Das Schweizer Strafgesetz gibt gemäss Artikel 240 vor: «Abs. 1. Wer Metallgeld, Papiergeld oder Banknoten fälscht, um sie als echt in Umlauf zu bringen, wird mit Freiheitsstrafe nicht unter einem Jahr bestraft. Abs. 2. In besonders leichten Fällen ist die Strafe Freiheitsstrafe bis zu drei Jahren oder Geldstrafe. Abs. 3. Der Täter ist auch strafbar, wenn er die Tat im Ausland begangen hat, in der Schweiz betreten und nicht ausgeliefert wird, und wenn die Tat auch am Begehungsorte strafbar ist.»

Ganz anders präsentiert sich die Situation im Ausland, wo die 50-EuroNote mit Abstand die Hitparade von gefälschten Geldscheinen anführt. 2020 gelang Europol ein Riesenschlag noch nie gekannten Ausmasses gegen eine Fälscherbande: Die Gangster sollen mehr als drei Millionen Banknoten hergestellt und in Umlauf gebracht haben. Wert der Blüten: 233 Millionen Euro. «Das ist ein Viertel aller gefälschten Euroscheine, die seit der Einführung des Euro in Umlauf gebracht und entdeckt wurden», teilte die europäische Polizeibehörde mit.

An der Aktion waren Ermittler aus Italien, Belgien und Frankreich beteiligt. In Italien wurden nach Angaben von Europol 50 Wohnungen, 8 Geschäftshäuser, 2 Bauernhöfe, dazu Autos und Boote beschlagnahmt sowie 22 Bankkonten blockiert. 44 Personen wurden festgenommen. Die Ermittlungen hatten im Oktober 2017 begonnen. Damals waren in der Region um Neapel gefälschte 50-Euro-Scheine aufgetaucht. Die Spurensicherung ergab, dass die Banknoten technisch perfekt hergestellt worden waren. Die Fälscher hatten alle Hauptsicherheitskennzeichen echter Euro-Banknoten imitiert. Bereits im Februar 2018 waren in Neapel bei einem Einsatz der Polizei gefälschte Banknoten im Wert von 41 Millionen Euro entdeckt worden. Der Chef der Bande ist laut Europol seit mehr als 20 Jahren in Geldfälschungen verstrickt und verfügt über ein ausgeklügeltes Netz zur Verbreitung der Blüten auf dem europäischen Markt. Ermittler stellten ebenfalls Verbindungen zur italienischen Mafia fest.

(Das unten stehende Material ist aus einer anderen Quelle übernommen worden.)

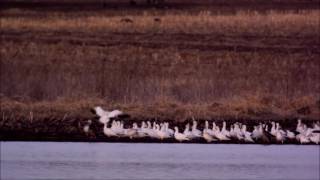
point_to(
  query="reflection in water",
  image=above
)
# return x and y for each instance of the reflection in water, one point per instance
(43, 160)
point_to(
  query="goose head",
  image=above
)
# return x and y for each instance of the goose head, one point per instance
(176, 130)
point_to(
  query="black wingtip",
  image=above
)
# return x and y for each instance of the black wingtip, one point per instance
(93, 111)
(124, 116)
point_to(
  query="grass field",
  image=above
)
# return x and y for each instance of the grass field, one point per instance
(249, 62)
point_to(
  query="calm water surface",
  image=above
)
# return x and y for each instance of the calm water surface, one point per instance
(60, 160)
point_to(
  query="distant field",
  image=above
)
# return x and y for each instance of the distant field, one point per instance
(247, 61)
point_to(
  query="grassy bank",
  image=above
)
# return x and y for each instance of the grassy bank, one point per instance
(163, 65)
(305, 23)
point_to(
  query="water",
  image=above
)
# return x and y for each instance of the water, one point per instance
(51, 160)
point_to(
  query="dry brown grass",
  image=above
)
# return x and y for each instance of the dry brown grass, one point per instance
(54, 79)
(305, 23)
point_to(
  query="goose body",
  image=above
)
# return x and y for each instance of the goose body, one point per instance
(179, 136)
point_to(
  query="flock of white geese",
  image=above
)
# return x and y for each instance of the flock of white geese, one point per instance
(237, 132)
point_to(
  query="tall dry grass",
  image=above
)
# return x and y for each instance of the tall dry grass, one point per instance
(174, 83)
(273, 23)
(170, 82)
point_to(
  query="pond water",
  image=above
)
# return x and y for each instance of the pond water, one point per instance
(62, 160)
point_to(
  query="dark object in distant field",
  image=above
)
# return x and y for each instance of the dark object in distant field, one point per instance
(158, 20)
(126, 20)
(133, 3)
(304, 110)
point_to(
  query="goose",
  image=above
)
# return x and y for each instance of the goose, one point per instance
(265, 136)
(108, 132)
(196, 133)
(105, 116)
(86, 127)
(219, 135)
(179, 136)
(161, 134)
(117, 127)
(256, 134)
(238, 132)
(315, 138)
(290, 134)
(280, 137)
(170, 131)
(247, 135)
(187, 131)
(300, 127)
(131, 132)
(208, 137)
(303, 139)
(142, 132)
(273, 129)
(224, 130)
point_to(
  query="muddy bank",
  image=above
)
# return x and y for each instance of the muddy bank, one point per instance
(72, 129)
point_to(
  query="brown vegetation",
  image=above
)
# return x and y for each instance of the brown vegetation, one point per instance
(244, 66)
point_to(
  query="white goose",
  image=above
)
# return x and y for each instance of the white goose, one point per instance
(196, 133)
(105, 116)
(247, 135)
(187, 131)
(179, 136)
(86, 128)
(108, 132)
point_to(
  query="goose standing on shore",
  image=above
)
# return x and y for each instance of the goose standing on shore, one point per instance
(108, 131)
(179, 136)
(196, 133)
(86, 128)
(105, 116)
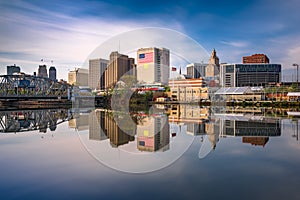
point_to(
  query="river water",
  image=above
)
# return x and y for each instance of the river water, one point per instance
(166, 152)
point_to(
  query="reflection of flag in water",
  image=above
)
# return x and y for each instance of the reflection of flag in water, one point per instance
(146, 57)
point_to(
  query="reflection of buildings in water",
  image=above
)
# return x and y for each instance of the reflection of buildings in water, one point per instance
(196, 129)
(96, 119)
(265, 127)
(253, 132)
(153, 134)
(28, 120)
(256, 141)
(102, 126)
(187, 113)
(212, 130)
(80, 123)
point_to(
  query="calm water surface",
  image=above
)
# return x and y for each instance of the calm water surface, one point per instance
(180, 152)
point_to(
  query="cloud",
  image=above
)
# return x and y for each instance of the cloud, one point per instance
(237, 44)
(31, 33)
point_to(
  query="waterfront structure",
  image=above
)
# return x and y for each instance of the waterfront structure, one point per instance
(188, 90)
(78, 77)
(196, 70)
(80, 122)
(118, 66)
(52, 73)
(153, 65)
(240, 75)
(13, 69)
(256, 58)
(212, 70)
(97, 69)
(42, 71)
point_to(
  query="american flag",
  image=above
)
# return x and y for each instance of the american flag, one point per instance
(146, 57)
(146, 141)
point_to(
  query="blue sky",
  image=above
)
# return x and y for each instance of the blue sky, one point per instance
(68, 31)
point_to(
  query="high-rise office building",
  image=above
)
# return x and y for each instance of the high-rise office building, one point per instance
(213, 67)
(52, 73)
(97, 73)
(118, 66)
(196, 70)
(239, 75)
(153, 65)
(78, 77)
(42, 71)
(13, 69)
(256, 58)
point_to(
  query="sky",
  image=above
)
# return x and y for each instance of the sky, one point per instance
(67, 32)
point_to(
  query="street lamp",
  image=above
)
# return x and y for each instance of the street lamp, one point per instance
(296, 65)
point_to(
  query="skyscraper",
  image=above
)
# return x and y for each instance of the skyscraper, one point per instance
(256, 58)
(13, 69)
(212, 69)
(42, 71)
(96, 73)
(196, 70)
(153, 65)
(52, 73)
(118, 66)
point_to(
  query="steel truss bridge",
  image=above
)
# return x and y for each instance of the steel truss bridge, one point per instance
(31, 87)
(30, 120)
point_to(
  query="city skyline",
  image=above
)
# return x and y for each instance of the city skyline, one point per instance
(67, 33)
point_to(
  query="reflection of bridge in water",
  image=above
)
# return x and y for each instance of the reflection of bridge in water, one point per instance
(23, 87)
(30, 120)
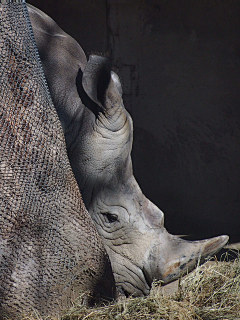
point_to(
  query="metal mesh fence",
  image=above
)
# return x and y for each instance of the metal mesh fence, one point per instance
(48, 246)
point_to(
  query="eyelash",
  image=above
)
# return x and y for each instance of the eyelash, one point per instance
(111, 217)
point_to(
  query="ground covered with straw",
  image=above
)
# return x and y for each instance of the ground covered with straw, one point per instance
(211, 291)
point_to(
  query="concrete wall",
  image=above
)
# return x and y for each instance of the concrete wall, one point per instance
(179, 62)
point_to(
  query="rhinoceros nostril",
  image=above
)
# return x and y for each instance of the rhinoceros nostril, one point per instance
(110, 217)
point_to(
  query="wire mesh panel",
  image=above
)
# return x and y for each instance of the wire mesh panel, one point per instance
(49, 249)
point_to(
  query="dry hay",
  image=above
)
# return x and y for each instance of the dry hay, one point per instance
(211, 291)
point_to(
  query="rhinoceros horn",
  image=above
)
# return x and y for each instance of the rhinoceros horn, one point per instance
(131, 226)
(98, 132)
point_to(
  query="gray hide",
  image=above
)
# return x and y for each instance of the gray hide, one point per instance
(98, 132)
(50, 250)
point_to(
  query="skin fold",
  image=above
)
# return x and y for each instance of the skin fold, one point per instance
(99, 135)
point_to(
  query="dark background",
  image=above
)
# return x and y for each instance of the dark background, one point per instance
(179, 62)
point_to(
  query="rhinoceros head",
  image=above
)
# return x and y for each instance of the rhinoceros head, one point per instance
(99, 133)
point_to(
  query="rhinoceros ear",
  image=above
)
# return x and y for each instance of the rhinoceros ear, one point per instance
(96, 78)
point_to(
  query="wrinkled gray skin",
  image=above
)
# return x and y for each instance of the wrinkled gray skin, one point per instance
(99, 132)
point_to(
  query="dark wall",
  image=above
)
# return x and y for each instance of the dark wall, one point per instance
(180, 67)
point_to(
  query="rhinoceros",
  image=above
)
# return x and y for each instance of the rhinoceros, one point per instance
(99, 132)
(49, 247)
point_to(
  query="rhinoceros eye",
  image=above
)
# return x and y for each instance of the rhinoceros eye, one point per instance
(110, 217)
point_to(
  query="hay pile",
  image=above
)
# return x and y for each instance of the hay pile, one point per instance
(211, 291)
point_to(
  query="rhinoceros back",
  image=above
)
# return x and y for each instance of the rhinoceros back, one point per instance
(49, 249)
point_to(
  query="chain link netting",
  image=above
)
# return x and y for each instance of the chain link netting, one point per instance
(48, 246)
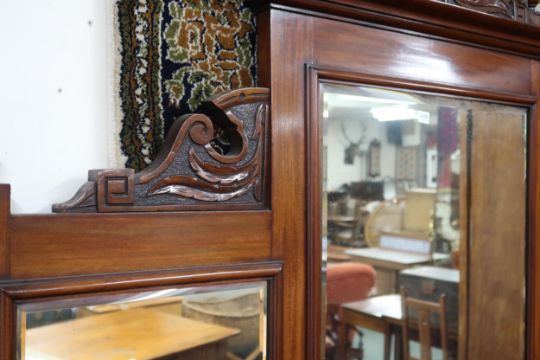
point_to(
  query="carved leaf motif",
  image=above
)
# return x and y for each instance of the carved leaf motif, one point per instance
(217, 182)
(189, 167)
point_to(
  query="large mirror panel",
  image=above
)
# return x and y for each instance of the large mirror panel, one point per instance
(210, 322)
(423, 223)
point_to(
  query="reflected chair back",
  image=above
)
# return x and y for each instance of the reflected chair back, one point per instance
(423, 311)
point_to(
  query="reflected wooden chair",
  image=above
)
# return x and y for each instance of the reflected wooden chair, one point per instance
(345, 282)
(422, 323)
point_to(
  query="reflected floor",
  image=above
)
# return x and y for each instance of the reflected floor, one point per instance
(374, 342)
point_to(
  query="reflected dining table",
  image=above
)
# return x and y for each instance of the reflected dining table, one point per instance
(131, 334)
(381, 314)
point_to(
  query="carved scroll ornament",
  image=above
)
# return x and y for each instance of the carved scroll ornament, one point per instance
(216, 159)
(511, 9)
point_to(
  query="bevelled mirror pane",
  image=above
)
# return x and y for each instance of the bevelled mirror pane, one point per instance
(423, 223)
(210, 322)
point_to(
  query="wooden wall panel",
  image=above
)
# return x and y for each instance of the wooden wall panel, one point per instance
(497, 237)
(59, 245)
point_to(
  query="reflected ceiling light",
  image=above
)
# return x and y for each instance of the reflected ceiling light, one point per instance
(359, 98)
(399, 112)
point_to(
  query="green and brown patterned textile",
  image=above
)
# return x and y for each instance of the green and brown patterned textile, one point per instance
(175, 55)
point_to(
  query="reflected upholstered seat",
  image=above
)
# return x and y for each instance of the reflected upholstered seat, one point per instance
(345, 282)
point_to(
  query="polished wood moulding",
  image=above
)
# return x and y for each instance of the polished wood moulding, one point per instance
(425, 18)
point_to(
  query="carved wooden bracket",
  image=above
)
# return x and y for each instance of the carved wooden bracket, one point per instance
(213, 160)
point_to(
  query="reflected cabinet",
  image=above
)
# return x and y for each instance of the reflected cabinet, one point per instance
(377, 200)
(418, 192)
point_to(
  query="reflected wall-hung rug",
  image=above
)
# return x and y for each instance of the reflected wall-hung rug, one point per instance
(173, 56)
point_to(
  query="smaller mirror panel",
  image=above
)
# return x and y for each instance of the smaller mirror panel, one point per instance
(211, 322)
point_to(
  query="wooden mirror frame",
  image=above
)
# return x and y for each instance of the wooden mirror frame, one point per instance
(355, 41)
(299, 42)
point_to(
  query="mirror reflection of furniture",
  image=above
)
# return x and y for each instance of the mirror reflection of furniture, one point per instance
(423, 311)
(345, 282)
(135, 334)
(240, 309)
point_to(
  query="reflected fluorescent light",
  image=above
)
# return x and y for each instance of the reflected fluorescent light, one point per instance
(399, 112)
(359, 98)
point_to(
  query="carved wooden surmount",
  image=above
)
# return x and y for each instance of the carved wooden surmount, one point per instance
(212, 160)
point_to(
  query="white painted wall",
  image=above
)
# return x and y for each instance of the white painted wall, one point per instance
(53, 98)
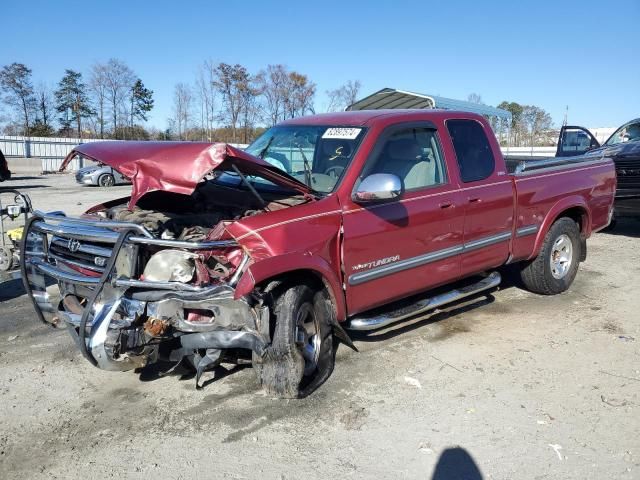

Als Peter Kläy und Stephan Moser die Sicherheitszentrale betraten, trafen sie dort nicht bloss auf Aarti Sivilaringam und Elias Brunner beim Visionieren von Videobändern. Westside-Chef Peter Gosteli stand ebenso im Raum wie Sicherheitsmann Christoph Ramseyer und Migros-Aare-Boss Reto Sopranetti, der sich vor Ort kurz aus erster Hand informieren wollte, bevor er sich Minuten später «auf Filialtour» machen sollte.